Date/Time
Date(s) - March 30, 2019
10:00 am
Location
Gregory Allicar Museum of Art, University Center for the Arts
March 30 – April 4, 2019 | Robert W. Hoffert Learning Center
In collaboration with SoGES
Artist Statement:
The Color of Ice carries viewers on a journey of the imagination, traveling through over 200,000 years of earth’s past and between both poles. Along the way, logic and emotion, utility and beauty, science and art, and even space and time merge to one in an unexpected world of ice. The photographs of The Color of Ice demonstrate how a seemingly mundane object of the natural world cedes to the marvelous and the unpredictable when viewed in a new light. And yet with every light a shadow is cast, and we are reminded that the limitless bounds of the imagination remain in immutable ways tethered to a fragile physical world.

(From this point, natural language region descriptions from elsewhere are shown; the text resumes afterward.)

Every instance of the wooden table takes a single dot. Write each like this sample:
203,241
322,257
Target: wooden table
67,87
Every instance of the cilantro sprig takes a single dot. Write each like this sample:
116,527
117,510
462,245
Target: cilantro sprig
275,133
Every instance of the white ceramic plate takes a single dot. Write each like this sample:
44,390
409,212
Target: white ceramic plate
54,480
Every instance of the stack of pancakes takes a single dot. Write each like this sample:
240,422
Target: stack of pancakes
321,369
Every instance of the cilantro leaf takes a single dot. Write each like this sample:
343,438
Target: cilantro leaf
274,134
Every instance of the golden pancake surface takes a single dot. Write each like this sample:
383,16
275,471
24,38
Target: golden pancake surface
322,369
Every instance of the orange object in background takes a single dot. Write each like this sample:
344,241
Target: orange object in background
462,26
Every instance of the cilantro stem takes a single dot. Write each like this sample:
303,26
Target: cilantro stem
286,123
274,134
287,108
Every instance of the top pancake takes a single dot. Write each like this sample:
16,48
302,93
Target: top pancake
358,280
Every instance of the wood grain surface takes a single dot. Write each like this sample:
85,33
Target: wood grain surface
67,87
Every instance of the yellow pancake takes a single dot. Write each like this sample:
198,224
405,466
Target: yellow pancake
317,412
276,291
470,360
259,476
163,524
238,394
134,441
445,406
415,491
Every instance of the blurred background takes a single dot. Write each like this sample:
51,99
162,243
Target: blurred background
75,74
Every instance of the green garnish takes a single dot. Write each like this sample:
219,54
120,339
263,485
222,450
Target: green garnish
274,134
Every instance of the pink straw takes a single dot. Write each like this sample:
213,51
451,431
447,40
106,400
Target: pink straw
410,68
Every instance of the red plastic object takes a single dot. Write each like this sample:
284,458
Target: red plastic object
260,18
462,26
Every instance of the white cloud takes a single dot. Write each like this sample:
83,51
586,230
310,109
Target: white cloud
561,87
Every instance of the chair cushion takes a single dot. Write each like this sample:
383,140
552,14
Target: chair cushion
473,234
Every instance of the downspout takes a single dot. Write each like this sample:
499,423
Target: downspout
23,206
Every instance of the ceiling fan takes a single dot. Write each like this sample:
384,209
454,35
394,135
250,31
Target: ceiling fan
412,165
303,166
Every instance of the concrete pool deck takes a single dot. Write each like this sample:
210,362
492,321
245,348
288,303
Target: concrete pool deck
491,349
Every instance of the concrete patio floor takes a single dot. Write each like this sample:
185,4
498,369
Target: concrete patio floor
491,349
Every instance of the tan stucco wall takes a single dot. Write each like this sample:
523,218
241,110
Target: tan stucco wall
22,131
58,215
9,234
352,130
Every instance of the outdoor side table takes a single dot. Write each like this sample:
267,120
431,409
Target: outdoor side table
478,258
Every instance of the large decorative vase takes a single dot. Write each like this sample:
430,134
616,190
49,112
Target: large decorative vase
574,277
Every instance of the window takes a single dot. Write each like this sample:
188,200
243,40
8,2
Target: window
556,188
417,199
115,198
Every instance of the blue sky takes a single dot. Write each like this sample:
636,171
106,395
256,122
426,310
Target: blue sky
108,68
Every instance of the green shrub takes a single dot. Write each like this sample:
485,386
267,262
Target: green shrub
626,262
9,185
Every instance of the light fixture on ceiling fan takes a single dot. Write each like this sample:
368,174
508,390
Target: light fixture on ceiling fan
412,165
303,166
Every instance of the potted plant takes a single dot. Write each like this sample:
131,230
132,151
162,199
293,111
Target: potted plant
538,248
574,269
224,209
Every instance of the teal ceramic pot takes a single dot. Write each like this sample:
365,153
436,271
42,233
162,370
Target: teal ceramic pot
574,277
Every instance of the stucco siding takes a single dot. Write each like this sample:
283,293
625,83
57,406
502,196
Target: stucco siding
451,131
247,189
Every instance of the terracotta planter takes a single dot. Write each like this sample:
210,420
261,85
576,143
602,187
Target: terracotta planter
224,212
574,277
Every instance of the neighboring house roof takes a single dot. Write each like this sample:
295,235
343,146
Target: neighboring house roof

Ice, like photography, has the remarkable ability to stop time. Researchers have tapped into this phenomenon by drilling ice cores deep into the polar ice caps. Layer by layer, air bubbles trapped within the ice yield clues about earth’s ancient atmosphere. Until now, however, only a handful of researchers have ever seen such ice. This project breaks new ground by sharing never-before-seen photographs taken at the National Science Foundation Ice Core Facility in Denver, Colorado.
The Color of Ice presents paired photographs that travel through time and in which the intricate cracked textures of ancient ice captured in black and white yield to an unlikely and unprecedented explosion of pattern and color under polarized light. A product of science, this special light helps pinpoint the location of trapped air bubbles. Yet the resulting colors bear no scientific significance or value, and thus the cold logic and utility of science melts into the beautiful and the sublime.
Mimicking the powerful forces of glaciers that literally capture and compress time within their ice, a final image merges multiple photographs from this project into one, thereby capturing and compressing over 200,000 years into a single visual representation, erasing the very boundaries of time itself.